Jackson Hole Meeting / Economic Crisis and US Fed Monetary Policy / Double-sided Policy and Disinflation / Forward Guidance and Yield Curve Control / US-China Trade Negotiations and Additional Stimulus Measures / Jackson Hole Meeting and US Stock Market / Recovery of Market Economy and Real Economy

  • Jackson Hole Meeting

The Jackson Hall Meeting is an annual economic policy symposium hosted by the Federal Reserve Bank of Kansas City, one of the Federal Reserve Banks in the United States, at Jackson Hall, Wyoming, since 1978. This is particularly attracting attention as it can gauge the direction of monetary policy of the Federal Reserve (FED). For reference, Jackson Hole is a quiet mountain village in Wyoming, on the way from San Francisco to Yellowstone, a national park, and is the best in the United States.

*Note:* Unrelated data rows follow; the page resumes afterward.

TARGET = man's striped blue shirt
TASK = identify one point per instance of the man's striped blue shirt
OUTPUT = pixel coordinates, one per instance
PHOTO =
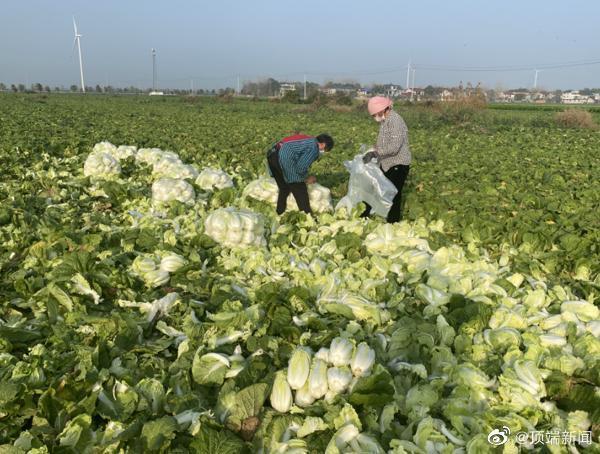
(296, 157)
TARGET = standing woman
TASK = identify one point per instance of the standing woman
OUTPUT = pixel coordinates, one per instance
(391, 151)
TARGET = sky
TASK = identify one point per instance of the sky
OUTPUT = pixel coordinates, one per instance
(208, 44)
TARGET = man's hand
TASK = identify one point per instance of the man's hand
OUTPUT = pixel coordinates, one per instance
(368, 157)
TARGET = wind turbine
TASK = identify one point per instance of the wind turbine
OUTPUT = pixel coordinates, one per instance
(535, 79)
(78, 43)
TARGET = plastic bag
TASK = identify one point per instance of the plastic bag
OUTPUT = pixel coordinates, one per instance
(367, 184)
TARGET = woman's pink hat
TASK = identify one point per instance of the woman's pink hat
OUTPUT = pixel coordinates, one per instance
(378, 104)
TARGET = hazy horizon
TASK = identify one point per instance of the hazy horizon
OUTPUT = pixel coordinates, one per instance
(208, 45)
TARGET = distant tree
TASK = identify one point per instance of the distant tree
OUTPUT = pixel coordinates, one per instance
(291, 97)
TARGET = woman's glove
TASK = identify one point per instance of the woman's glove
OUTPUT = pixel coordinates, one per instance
(368, 156)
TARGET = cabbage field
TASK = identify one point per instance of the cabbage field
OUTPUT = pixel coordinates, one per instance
(153, 301)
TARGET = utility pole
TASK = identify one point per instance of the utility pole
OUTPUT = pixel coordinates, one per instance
(153, 69)
(305, 87)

It is one of the ski resorts. The reason why this is famous is that every August, a conference is held by central bank governors, scholars, and investors who dominate the global financial market. In 2010, when the global financial crisis that occurred in the United States was in full swing, the chairman of the Federal Reserve Bernanke made a speech here and brought out the second quantitative easing policy, attracting world attention.

  • Economic Crisis and Fed Monetary Policy

From an economic point of view, all crisis pathways usually go through in the order of liquidity crisis, system crisis, and real economy crisis. Likewise, overcoming the economic crisis is possible only when smoothly implemented at each stage. However, since the 1990s, the Asian financial crisis, the 2008 financial crisis, etc.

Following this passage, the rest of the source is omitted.